A toolkit for tools and techniques related to the privacy and compliance of AI models.

The [**anonymization**](apt/anonymization/README.md) module contains methods for anonymizing ML model 
training data, so that when a model is retrained on the anonymized data, the model itself will also be 
considered anonymous. This may help exempt the model from different obligations and restrictions 
set out in data protection regulations such as GDPR, CCPA, etc. 

The [**minimization**](apt/minimization/README.md) module contains methods to help adhere to the data 
minimization principle in GDPR for ML models. It enables to reduce the amount of 
personal data needed to perform predictions with a machine learning model, while still enabling the model
to make accurate predictions.

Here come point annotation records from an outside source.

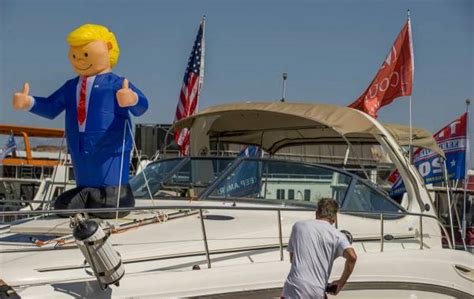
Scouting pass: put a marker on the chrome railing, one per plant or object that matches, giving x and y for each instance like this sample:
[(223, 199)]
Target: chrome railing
[(278, 209)]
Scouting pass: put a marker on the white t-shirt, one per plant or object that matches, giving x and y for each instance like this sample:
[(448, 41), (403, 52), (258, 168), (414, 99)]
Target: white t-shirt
[(315, 245)]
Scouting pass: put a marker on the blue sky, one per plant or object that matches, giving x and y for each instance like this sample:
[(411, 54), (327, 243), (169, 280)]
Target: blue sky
[(331, 50)]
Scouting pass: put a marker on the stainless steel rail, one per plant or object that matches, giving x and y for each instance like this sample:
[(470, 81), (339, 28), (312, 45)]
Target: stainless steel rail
[(278, 209)]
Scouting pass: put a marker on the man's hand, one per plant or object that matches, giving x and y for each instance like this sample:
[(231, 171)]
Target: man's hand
[(21, 100), (339, 285), (351, 258), (125, 96)]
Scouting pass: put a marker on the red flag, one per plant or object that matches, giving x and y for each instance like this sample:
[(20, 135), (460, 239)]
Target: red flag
[(189, 94), (395, 76)]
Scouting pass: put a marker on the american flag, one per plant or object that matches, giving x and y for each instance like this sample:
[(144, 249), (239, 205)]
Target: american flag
[(9, 147), (189, 95)]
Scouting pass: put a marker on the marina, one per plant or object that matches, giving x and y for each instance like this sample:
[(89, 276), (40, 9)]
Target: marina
[(300, 155)]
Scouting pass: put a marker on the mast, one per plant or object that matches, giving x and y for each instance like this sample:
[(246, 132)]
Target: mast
[(466, 168)]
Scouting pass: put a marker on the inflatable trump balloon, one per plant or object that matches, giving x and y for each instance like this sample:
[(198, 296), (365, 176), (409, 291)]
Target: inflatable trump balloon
[(98, 104)]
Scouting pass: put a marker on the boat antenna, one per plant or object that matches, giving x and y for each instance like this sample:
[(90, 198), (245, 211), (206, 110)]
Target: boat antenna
[(283, 95), (466, 167)]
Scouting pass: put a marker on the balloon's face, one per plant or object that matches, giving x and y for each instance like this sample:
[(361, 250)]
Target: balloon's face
[(90, 59)]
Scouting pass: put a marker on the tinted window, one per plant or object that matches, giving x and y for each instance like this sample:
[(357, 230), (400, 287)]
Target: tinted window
[(291, 194), (154, 172), (274, 179)]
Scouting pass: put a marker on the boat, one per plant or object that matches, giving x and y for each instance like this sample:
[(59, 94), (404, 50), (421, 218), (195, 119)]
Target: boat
[(33, 176), (215, 227)]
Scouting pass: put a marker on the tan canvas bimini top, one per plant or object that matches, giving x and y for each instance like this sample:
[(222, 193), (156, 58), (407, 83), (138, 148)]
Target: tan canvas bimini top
[(274, 125)]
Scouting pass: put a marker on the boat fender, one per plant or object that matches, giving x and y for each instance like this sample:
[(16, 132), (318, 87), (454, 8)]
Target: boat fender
[(98, 252)]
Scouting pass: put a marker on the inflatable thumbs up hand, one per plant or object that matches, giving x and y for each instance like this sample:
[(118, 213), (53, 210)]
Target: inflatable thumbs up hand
[(21, 100), (125, 96)]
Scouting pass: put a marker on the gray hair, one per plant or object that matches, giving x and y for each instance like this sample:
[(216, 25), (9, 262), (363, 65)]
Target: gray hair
[(327, 208)]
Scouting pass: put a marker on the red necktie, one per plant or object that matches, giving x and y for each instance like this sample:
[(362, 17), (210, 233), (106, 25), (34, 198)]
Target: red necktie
[(81, 108)]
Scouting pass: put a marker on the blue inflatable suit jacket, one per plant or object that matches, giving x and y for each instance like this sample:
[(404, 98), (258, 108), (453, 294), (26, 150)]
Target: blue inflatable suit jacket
[(96, 153)]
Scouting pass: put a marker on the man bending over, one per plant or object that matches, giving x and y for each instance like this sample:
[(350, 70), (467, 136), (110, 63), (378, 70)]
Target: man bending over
[(313, 247)]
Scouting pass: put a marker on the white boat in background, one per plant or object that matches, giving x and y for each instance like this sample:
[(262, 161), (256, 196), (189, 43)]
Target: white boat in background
[(226, 239), (35, 175)]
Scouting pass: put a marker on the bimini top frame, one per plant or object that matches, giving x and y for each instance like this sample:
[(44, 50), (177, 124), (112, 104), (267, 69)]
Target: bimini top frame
[(275, 125)]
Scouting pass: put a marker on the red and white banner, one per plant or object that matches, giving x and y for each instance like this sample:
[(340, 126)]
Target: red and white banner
[(395, 76)]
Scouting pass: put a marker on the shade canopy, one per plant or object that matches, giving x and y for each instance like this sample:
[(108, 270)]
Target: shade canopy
[(275, 125)]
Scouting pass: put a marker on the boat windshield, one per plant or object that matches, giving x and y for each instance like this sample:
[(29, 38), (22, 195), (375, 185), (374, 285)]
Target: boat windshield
[(178, 174), (154, 173), (298, 183)]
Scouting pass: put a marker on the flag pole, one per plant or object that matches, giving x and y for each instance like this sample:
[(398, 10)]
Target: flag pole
[(203, 52), (283, 92), (410, 152), (466, 167)]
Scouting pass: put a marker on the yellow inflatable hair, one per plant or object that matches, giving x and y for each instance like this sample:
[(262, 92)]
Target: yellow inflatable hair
[(90, 32)]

This is done by by removing or generalizing some of the input features.

Official ai-privacy-toolkit documentation: https://ai-privacy-toolkit.readthedocs.io/en/latest/

Installation: pip install ai-privacy-toolkit

For more information or help using or improving the toolkit, please contact Abigail Goldsteen at abigailt@il.ibm.com, 
or join our Slack channel: https://aip360.mybluemix.net/community.

**Related toolkits:**

ai-minimization-toolkit - has been migrated into this toolkit.

[differential-privacy-library](https://github.com/IBM/differential-privacy-library): A 
general-purpose library for experimenting with, investigating and developing applications in, 
differential privacy.

[adversarial-robustness-toolbox](https://github.com/Trusted-AI/adversarial-robustness-toolbox):
A Python library for Machine Learning Security. Includes an attack module called *inference* that contains privacy attacks on ML models 
(membership inference, attribute inference, model inversion and database reconstruction) as well as a *privacy* metrics module that contains
membership leakage metrics for ML models.